To convict Mr. Chauvin of second-degree murder, jurors need to conclude that Mr. Chauvin's restraint was unreasonable and that he intentionally took actions likely to inflict substantial bodily harm.
"He was trapped ... a knee to his neck", Schleicher said, with Chauvin's weight on him for 9 minutes and 29 seconds.
"The motto of the Minneapolis Police Department is to protect with courage and to serve with compassion", he said.
"George Floyd was not a threat to anyone".
"He was not trying to hurt anyone". He was not trying to do anything to anyone. "One pill that was not in George Floyd". And none was shown on that day. "All that was required was some compassion, and he got none".
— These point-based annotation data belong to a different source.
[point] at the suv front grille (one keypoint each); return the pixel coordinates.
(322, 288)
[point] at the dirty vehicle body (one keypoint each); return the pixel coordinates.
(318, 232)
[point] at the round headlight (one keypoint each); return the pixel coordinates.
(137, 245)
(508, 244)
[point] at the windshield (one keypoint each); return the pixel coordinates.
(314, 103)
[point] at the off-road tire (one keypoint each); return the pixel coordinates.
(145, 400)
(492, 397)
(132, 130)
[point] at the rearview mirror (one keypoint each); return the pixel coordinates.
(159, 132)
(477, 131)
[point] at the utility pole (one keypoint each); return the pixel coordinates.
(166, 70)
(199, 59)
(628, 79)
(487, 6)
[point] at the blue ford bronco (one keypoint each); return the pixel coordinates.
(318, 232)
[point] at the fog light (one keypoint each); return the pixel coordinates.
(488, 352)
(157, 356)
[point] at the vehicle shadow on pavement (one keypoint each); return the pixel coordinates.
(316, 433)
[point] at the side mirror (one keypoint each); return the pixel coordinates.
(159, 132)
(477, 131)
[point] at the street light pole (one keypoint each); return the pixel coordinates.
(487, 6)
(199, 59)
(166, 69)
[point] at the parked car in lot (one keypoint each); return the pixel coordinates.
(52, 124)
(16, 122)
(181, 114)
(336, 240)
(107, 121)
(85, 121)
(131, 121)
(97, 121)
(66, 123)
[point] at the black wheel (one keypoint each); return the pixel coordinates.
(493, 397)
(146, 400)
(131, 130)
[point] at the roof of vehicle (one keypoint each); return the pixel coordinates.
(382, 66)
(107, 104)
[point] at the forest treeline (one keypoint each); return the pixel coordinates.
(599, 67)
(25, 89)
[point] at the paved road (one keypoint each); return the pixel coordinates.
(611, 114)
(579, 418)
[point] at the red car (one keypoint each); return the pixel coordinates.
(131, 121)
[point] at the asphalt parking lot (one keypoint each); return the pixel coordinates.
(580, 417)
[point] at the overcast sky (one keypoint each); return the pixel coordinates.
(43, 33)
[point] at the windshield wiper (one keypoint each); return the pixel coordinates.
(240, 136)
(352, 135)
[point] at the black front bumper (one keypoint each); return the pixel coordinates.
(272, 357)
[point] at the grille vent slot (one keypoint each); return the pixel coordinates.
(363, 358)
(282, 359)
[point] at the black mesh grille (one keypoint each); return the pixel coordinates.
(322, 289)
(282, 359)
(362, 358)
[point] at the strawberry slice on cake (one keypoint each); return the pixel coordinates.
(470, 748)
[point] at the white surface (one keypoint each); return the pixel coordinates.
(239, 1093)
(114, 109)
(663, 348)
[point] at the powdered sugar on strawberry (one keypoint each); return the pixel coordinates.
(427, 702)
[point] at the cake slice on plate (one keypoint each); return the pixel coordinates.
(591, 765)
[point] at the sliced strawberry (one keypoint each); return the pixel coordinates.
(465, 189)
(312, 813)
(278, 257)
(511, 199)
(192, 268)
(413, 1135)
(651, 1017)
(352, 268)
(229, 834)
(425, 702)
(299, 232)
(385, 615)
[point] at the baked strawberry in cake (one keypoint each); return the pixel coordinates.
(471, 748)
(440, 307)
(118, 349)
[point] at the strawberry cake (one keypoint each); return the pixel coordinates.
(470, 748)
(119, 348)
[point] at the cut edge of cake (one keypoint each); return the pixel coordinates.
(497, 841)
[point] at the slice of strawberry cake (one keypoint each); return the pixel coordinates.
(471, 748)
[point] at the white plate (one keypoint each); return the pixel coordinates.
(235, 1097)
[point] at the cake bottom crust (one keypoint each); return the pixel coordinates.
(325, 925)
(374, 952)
Jurors will be sequestered until they reach a verdict.
"You must be absolutely fair", Cahill said.
The closing arguments here in downtown Minneapolis come amid increased pain in the area.
He said a reasonable officer with Chauvin's training and experience - he was a 19-year Minneapolis police veteran - should have sized up the situation accurately. He said officers may have determined it was not safe to render medical aid to Mr Floyd in that environment.
Mr Wright's killing triggered several nights of protests in Minneapolis and National Guard troops have been deployed in the Minnesota city where shop windows have been boarded up as a precaution.
Almost 3,000 National Guard troops are on patrol throughout the region.
In Chauvin's case, after the jury retired, the defense raised the irresponsible statement by Rep. Maxine Waters (D-Los Angeles) calling on protesters to get "more confrontational".